“You don’t think he cut the ropes? Or sabotaged them?” Carter shook her head. “We’re in no shape for a climb like that,” she said, then added, “but there might be another way. We just need to find out where the water goes.”
“She’s right,” Gallo said. “The Amazons sure as hell didn’t climb up and down every time they went out. There has to be another way in, and I’d be willing to bet that canal goes right to it. It probably goes all the way to the river.”
“So instead of a climb, we have to swim?”
“Amazons?” Carter glanced from Gallo to Pierce. “You mean…?”
“Like Xena,” Dourado supplied. “Warrior Princess.”
Carter laughed. “Actually, Gabrielle was the—”
Pierce looked up suddenly. “Augustina, you said the Amazons and Sea Peoples were one and the same, right? Well they would have needed something else besides the map to conquer the known world three thousand years ago.” He looked around as if expecting someone to fill in the blanks.
“Boats?” Carter guessed.
“Ships, actually. We were wondering how the cypress trees got here. Now we know. The Amazons planted them. Cypress wood is extremely hydrophobic. The ancients knew that. It’s long been believed that they used cypress wood for their ships. The Bible says that Noah built the ark out of cypress wood. Don’t you see? This place wasn’t just their city. It was where they grew the timber for their ships.”

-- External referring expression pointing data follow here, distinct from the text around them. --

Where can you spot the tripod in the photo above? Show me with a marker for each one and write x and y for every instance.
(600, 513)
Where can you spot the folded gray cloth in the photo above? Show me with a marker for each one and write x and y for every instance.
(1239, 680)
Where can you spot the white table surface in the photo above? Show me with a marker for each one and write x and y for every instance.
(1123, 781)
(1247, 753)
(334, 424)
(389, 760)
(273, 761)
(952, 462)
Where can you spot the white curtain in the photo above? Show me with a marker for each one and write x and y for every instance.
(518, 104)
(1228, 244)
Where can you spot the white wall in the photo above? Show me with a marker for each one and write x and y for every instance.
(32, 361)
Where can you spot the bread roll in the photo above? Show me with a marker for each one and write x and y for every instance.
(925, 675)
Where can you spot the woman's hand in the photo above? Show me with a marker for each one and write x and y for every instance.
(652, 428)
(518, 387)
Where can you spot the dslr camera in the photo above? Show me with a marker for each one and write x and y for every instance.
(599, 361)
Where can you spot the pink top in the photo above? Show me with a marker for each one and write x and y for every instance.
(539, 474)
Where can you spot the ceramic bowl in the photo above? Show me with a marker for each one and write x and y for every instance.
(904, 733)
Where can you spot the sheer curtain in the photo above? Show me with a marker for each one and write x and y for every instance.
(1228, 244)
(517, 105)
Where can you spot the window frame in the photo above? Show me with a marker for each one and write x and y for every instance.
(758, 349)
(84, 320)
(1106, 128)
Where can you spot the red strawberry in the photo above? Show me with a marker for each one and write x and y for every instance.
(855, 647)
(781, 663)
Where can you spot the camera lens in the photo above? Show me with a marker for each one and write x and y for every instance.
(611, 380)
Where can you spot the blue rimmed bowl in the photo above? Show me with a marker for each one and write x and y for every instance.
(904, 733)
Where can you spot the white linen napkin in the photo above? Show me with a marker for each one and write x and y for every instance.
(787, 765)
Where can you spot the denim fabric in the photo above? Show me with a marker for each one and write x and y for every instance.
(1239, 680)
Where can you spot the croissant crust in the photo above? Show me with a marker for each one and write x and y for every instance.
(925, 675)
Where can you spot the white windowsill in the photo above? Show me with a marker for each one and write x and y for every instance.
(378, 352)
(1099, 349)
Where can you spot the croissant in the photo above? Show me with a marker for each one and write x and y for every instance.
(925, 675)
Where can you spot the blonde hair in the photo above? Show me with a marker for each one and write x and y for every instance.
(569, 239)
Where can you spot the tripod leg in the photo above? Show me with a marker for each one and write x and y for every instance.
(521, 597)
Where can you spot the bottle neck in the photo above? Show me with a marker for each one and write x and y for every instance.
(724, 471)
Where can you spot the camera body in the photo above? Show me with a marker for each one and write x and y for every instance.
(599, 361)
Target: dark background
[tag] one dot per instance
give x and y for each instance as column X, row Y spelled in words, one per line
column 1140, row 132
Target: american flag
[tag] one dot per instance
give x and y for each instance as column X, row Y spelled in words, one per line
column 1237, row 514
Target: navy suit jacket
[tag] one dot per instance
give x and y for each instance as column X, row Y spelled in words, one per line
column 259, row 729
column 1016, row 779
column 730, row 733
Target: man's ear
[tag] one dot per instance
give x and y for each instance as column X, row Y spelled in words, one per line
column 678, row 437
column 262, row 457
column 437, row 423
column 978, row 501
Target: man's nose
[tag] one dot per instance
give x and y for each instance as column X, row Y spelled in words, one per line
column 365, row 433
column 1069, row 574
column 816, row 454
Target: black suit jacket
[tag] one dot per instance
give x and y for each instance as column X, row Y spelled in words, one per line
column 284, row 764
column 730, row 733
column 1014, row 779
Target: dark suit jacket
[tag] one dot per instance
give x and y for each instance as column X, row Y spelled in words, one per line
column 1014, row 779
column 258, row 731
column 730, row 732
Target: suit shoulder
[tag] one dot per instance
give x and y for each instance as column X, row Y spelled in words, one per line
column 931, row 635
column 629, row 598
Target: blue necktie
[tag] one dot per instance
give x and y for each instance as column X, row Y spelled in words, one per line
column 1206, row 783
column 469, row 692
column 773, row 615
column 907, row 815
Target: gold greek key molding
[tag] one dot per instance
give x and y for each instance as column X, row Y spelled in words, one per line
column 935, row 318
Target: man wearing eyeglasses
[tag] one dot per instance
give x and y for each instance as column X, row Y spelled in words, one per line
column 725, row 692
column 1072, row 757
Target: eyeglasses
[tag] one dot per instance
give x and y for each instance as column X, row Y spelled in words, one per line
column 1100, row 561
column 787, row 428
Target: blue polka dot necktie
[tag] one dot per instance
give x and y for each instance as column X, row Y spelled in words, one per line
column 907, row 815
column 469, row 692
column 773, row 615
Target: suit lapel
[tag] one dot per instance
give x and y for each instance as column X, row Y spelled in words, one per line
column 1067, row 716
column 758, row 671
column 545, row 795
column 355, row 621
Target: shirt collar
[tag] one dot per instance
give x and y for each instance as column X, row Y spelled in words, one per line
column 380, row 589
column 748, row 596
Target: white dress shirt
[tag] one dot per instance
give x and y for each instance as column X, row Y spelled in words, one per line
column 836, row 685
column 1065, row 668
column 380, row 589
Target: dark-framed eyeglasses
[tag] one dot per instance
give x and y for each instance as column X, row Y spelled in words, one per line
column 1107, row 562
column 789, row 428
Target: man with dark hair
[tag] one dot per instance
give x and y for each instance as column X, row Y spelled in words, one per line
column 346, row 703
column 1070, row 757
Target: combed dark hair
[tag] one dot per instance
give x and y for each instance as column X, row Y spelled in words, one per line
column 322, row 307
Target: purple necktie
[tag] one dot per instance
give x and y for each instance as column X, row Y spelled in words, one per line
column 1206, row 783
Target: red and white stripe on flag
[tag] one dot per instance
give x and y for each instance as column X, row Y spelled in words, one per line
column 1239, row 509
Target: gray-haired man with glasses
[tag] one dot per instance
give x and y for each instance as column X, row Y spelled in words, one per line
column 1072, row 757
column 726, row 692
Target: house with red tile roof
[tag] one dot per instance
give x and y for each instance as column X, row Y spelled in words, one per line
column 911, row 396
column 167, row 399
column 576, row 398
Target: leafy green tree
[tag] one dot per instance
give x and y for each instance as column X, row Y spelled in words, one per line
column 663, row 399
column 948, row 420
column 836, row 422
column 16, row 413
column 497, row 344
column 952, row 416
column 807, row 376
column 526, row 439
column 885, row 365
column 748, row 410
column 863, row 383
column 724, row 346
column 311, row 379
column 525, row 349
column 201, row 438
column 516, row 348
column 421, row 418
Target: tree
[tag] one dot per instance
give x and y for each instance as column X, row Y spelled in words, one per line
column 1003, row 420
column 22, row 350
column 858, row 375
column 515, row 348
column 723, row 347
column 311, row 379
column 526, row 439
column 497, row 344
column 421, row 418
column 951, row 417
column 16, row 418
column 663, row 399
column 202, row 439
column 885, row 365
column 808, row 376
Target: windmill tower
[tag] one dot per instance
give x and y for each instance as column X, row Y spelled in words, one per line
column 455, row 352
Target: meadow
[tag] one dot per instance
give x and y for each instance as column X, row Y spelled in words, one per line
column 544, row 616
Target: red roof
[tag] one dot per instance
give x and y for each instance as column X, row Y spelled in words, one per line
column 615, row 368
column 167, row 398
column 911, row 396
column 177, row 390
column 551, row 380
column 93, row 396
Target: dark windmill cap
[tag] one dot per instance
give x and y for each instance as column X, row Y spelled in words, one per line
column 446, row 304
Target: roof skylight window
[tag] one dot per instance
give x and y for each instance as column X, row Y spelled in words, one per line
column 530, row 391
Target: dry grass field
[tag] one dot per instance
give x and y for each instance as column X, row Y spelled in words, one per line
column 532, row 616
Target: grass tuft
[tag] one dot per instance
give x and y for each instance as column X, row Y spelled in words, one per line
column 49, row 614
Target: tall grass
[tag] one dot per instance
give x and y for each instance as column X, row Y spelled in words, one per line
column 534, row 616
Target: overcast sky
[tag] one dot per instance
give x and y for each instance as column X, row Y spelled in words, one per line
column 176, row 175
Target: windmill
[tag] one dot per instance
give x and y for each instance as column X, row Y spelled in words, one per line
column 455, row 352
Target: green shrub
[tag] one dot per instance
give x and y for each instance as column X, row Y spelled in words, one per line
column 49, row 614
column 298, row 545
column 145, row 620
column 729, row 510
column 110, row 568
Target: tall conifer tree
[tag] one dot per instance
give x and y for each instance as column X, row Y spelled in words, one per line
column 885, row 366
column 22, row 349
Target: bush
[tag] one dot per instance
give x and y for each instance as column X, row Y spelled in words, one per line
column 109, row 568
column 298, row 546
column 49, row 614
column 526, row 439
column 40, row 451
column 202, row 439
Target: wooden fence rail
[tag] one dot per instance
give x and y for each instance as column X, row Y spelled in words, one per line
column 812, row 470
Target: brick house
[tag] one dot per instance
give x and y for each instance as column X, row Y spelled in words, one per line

“And that helps us…how? Are you suggesting we should build an ark?”
“Of course not. That’s ridiculous.” Pierce grinned. “I was thinking more along the lines of a raft.”
42
Pierce had expected to spend hours hacking away at trees in the canal with Lazarus’s Pathfinder knife. The big man was still in no shape for physical labor, and Pierce was definitely not going to put a blade in Kenner’s hands. Despite the man’s assurances that he would cause no trouble, Pierce had tied him up. Since he was too hardwired for chivalry to ask any of the women to take a turn, Pierce had resigned himself to the prospect of doing all the work himself.
Lazarus, however, had a better idea. He took a spool of what looked like yellow and black rope from his pack and wrapped a length of it around the base of a tree. The trunk was twelve-inches in diameter at the base and about forty-feet tall, a baby compared to those growing outside the city.
“Primacord,” Lazarus explained in response to Pierce’s questioning look. “Basically a rope made out of high explosives. Perfect for small breaching charges.”
“You’re going to blow the trees up? I’ve heard of fishing with dynamite, but never lumberjacking with it.”
Lazarus tucked a slim silver blasting cap into the Primacord knot. “You should probably find cover.”
The detonation was not as spectacular as Pierce had expected, but it was loud and released a shock wave that scattered the Stymphalian birds from their rooftop perch. The strand of explosives did not blow the cypress apart in a shower of splinters, but rather burned through it like an acetylene torch. The tree toppled over onto the terrace with a crash of branches, then slid into the canal.
Using det cord like a laser saw, it took less than an hour to produce the logs necessary to form the raft’s deck, and slightly longer to drag them to the mouth of the tunnel leading out of the city where they began assembling the makeshift vessel. While Pierce and Lazarus lashed the logs together with parachute cord, Gallo, Dourado and Carter wove long strips of bark together to form a shield against another attack by the Stymphalian birds. Once these tasks were complete, they climbed aboard, and Pierce shoved off, using a pole cut from the top of one of the trees to punt the craft toward the daylight at the far end of the tunnel.
As they emerged, Lazarus scanned the sky above for any sign of another attack while the others huddled beneath the bark screen, but the birds didn’t show. Evidently the repeated explosions had driven the creatures off.
Pierce kept his eyes on the water. Gallo had told him about the salamander attack. But his curiosity about the creature was short-lived. All he cared about now was getting out of the sinkhole and finding Fiona.
As Gallo had predicted, the ancient Amazons had erected stone pillars to mark a channel leading south through the swamp. Long before they reached the base of the wall, Pierce could see a gaping hole in the cliff face directly ahead.
Carter stared at it and shook her head. “Great. I hate caves.”